On a side note: I cornered Sean after the session and found out that an upcoming version of TDS will support automated deployments and source control of roles and role memberships. I’ve had to custom build my own solution for this, so I’d much rather have it come with the product. Looking forward to that!

Project Skynet

I will start with this: Statistics are not my thing. Tim Ward amazed all with Project Skynet, but half of what he was talking about sorta went over me. I was able to catch the drift of where this was going, though, and I can definitely see the benefits of it. Essentially, Project Skynet customizes xDB so that you can begin to predict which personalizations you need to build based on test results. It can aggregate the data, determine multiple winners, and then look for commonalities in visitor data to suggest which winners should be personalized for which persona attributes.

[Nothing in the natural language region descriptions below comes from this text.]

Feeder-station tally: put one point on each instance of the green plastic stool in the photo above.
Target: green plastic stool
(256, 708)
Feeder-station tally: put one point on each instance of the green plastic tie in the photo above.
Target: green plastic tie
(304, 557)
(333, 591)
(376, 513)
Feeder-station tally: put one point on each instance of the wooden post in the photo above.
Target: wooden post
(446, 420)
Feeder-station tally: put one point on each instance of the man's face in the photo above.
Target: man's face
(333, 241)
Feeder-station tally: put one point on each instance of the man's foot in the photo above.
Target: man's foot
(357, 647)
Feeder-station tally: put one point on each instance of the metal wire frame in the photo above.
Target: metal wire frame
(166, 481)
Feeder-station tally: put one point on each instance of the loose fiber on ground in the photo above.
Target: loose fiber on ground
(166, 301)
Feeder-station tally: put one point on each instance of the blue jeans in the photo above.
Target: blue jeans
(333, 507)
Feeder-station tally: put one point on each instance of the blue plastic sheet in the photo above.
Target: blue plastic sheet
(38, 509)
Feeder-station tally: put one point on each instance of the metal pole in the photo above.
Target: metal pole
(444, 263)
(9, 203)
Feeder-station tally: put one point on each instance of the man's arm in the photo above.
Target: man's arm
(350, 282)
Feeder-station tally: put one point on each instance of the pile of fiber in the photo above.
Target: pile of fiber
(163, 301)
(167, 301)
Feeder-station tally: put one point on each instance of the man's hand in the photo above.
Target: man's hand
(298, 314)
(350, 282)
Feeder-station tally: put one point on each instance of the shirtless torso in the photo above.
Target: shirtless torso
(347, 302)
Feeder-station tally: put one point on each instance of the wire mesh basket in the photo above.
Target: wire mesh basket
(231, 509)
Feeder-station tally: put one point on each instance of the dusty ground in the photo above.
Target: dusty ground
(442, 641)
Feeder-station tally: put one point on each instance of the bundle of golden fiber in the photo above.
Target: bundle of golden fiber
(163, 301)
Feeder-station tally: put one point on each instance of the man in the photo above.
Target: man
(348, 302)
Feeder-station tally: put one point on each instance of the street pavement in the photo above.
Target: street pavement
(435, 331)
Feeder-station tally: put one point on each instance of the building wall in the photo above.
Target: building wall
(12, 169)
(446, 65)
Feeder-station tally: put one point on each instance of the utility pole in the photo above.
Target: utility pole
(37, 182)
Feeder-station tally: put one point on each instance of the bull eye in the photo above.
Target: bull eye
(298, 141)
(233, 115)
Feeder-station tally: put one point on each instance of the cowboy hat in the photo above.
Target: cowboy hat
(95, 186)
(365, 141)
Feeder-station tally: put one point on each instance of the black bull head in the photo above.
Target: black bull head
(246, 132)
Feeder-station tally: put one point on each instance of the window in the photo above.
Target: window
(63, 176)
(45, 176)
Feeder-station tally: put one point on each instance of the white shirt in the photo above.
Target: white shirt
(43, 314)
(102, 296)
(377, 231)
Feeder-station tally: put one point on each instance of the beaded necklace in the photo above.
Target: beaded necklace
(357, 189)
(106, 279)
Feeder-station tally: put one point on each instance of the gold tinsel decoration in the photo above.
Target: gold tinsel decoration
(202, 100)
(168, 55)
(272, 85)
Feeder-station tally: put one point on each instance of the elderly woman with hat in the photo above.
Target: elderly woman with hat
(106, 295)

There was gamification of the ‘guessing’ process where you can report on your authors and see who is guessing at the winners the best, but I’m not sure anybody would want that type of list actually in their department. Sounds like a way to get fired!

Around the Keystone booth

When I wasn’t in a session, I was hanging out at the Keystone booth and chatting with folks as they came by. Over the last few days, I had a few questions come up repeatedly so I figured I’d get those out to you here:

  1. Can you skin it?
    Yes. We have used bootstrap for all of our components as the base and then we’ve placed a configuration setting in Sitecore which you can update to include your own CSS into the bundle. Upload your CSS file, edit the config, and change to your heart’s content!
     
  2. How do I customize the components you provide?
    You can download the .NET Website project and get all of the ASCXs that are used for the components. This allows you to create copies of the component and customize them to your needs. You can access of all our business layer utilities and classes in your own custom components to leverage anything provided in Keystone.

Looking ahead to Day 3

Day 3 looks busy, and there are a lot of interesting tracks, but I think I’ll be trying to spend some time with folks at our booth. There are some great conversations happening there and I want to make sure I’m a part of them!